How to increase FLOPS achieved using CUDA

Question

So I'm just getting into CUDA (I've been using c++ for several years but I'm new to dealing with GPUs so forgive my lack of experience). I'm working on programming a 3D n-body simulation on my computer with an NVIDIA GEFORCE GTX860M graphics card. This card has a published peak theoretical FP32 performance of 1,389 GFLOPS ( https://www.techpowerup.com/gpu-specs/geforce-gtx-860m.c2536 ). I'm using the code below to figure out roughly how many "effective FLOPS" I can achieve and currently I'm only getting 7.100 GFLOPS when using global memory and 5.100 GFLOPS when using shared memory. I was under the impression that shared memory was 100X faster than global memory, so why am I not seeing an increase in FLOPS?

Side note 1: I'm assuming that each thread in "cudaFunction" is doing approximately 100,000 floating point operations per kernel call. Therefore, (512 * 128) threads * (100000) FP32 operations / (1.285) seconds = 5.100 GFLOPS.

Side note 2: I realize I'm probably not measuring FLOPS correctly but my goal is to maximize the number of floating point computations done within all my CUDA threads per unit time so hence I am referring to that quantity as "effective FLOPS".

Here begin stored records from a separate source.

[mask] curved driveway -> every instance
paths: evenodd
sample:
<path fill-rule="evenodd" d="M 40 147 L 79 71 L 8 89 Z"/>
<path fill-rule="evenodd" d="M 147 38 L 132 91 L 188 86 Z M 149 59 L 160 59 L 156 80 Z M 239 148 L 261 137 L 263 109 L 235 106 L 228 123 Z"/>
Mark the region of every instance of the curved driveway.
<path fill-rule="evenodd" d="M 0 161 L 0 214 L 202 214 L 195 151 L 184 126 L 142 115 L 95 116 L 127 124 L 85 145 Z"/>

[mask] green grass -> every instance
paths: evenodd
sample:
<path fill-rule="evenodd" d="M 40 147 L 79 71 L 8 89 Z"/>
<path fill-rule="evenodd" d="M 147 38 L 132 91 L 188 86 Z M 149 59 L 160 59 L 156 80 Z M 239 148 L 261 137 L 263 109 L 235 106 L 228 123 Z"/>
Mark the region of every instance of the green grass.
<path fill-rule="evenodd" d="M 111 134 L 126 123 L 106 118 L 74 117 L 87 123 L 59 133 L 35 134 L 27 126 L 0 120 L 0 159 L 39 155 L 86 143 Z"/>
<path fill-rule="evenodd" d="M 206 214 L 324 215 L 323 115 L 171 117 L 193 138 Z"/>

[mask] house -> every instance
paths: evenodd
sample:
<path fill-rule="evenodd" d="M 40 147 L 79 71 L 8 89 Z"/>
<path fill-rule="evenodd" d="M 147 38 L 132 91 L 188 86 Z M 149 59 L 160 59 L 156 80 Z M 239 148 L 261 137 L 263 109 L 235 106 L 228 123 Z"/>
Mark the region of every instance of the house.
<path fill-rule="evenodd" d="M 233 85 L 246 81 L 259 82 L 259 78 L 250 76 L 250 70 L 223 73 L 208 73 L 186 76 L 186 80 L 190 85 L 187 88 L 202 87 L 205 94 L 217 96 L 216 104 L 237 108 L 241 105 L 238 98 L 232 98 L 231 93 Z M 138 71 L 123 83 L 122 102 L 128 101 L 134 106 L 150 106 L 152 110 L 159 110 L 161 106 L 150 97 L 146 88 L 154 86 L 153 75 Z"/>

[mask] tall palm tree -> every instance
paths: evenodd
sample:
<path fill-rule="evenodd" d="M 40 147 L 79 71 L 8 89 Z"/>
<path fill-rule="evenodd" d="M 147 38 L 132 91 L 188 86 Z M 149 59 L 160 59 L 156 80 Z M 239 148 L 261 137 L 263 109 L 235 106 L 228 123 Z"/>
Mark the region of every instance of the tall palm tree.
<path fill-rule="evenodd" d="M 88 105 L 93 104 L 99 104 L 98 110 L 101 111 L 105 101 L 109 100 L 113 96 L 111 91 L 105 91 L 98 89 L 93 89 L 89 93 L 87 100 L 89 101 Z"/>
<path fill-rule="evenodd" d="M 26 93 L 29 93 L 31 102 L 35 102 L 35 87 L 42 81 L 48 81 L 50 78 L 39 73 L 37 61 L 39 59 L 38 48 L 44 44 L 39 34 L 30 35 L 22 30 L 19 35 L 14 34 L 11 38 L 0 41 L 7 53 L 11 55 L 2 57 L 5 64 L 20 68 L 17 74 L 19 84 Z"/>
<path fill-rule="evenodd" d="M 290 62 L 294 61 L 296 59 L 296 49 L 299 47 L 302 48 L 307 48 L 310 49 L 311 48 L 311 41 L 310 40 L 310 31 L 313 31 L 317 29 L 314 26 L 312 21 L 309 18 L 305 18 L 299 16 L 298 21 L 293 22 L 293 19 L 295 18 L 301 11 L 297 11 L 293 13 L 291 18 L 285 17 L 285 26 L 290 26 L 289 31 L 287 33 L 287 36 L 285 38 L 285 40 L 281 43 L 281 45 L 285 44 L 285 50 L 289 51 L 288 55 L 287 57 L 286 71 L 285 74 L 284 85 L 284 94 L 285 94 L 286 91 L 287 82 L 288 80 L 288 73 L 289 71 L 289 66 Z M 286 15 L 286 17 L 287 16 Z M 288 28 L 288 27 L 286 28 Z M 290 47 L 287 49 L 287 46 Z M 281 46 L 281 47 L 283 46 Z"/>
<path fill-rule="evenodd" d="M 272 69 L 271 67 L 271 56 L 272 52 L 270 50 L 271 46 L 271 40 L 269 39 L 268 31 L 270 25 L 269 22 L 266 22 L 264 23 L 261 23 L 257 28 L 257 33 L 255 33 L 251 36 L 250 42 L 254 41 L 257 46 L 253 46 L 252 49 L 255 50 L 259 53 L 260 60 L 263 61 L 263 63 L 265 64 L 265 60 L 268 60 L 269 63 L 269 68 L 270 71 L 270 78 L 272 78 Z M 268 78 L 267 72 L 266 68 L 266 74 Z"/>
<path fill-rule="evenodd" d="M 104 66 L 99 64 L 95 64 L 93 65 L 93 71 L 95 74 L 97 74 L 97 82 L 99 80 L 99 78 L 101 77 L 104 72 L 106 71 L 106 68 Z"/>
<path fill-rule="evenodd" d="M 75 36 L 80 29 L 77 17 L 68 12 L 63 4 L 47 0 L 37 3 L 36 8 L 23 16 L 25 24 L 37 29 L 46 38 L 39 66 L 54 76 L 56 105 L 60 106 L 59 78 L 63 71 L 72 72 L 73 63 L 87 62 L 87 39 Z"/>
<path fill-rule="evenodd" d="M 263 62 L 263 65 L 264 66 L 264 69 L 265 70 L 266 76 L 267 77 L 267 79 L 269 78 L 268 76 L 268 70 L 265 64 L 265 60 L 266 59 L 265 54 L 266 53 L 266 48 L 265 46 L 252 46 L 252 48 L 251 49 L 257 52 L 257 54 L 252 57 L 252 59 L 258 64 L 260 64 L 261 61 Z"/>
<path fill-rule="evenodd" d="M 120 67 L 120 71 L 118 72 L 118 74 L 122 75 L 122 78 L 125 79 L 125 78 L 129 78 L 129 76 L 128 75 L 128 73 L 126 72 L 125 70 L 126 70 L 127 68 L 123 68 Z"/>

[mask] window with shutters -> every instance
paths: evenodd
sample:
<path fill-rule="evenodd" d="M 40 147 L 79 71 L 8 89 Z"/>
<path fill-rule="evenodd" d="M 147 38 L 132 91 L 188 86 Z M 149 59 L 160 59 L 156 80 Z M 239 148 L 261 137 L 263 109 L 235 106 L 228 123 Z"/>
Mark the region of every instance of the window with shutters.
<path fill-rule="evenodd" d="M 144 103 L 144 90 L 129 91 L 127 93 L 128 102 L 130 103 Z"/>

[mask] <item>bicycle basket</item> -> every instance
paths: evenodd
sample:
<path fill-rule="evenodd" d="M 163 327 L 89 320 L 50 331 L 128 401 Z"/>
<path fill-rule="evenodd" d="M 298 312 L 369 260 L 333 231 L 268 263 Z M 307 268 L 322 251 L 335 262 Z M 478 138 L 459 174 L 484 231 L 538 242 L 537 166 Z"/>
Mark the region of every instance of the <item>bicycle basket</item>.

My second question is what kind of effective flop rate can I expect to achieve and what sort of optimizations can I implement in order to increase my 5.1 GFLOPS to closer to the published maximum? 0.37% (5.1 GFLOPS / 1389 GFLOPS) of peak seems quite low so I'm assuming I'm hitting a bottleneck somewhere?

#include <cuda_runtime.h>
#include <iostream>
#include <time.h>
#include <math.h>
#include "device_launch_parameters.h"
#include <iomanip>
#include <cuda.h>


#define numPtcls 512*128//Total number of particles
#define threadsPerBlock 128//Number of threads per block
#define BLOCKS numPtcls / threadsPerBlock//total number of blocks

using namespace std;

struct Particles {
    float testVariable;
};

//USING SHARED MEMORY
__global__ void cudaFunction(Particles *particle)
{
    int index = threadIdx.x + blockIdx.x * blockDim.x;
    float sum = 1;

    __shared__ float position;// Allocate share memory

    position = particle[0].testVariable;

    for (int i = 0; i < 100000; i++) {
        sum *= position;
    }

    particle[0].testVariable = 1;
}

////USING GLOBAL MEMORY
//__global__ void cudaFunction(Particles *particle)
//{
//  int index = threadIdx.x + blockIdx.x * blockDim.x;
//  float sum = 1;
//
//  for (int i = 0; i < 100000; i++) {
//      sum *= particle[0].testVariable;
//  }
//
//  particle[0].testVariable = 1;
//}

int main()
{
    Particles *particle = new Particles[numPtcls];

    particle[0].testVariable = 1;

    Particles *device_location;//POINTER TO MEMORY FOR CUDA
    int size = numPtcls * sizeof(Particles);//SIZE OF PARTICLE DATA TO MAKE ROOM FOR IN CUDA
    cudaMalloc((void**)&device_location, size);// allocate device copies
    cudaMemcpy(device_location, particle, size, cudaMemcpyHostToDevice);// copy inputs to device

    clock_t start, end;
    double cpu_time_used;

    while (true) {

        start = clock();

        cudaFunction << <BLOCKS, threadsPerBlock >> > (device_location);//CUDA CALL
        cudaMemcpy(particle, device_location, size, cudaMemcpyDeviceToHost);

        end = clock();

        cpu_time_used = ((double)(end - start)) / CLOCKS_PER_SEC;
        std::cout << fixed << setprecision(6) << cpu_time_used << std::endl;

    }

    cudaFree(device_location);//FREE DEVICE MEMORY
    delete[] particle;//FREE CPU MEMORY

    return 0;
}

Answer 1

TLDR: Performance measurement is hard to get right -- the code you use, how you compile it, and how you time it all matter.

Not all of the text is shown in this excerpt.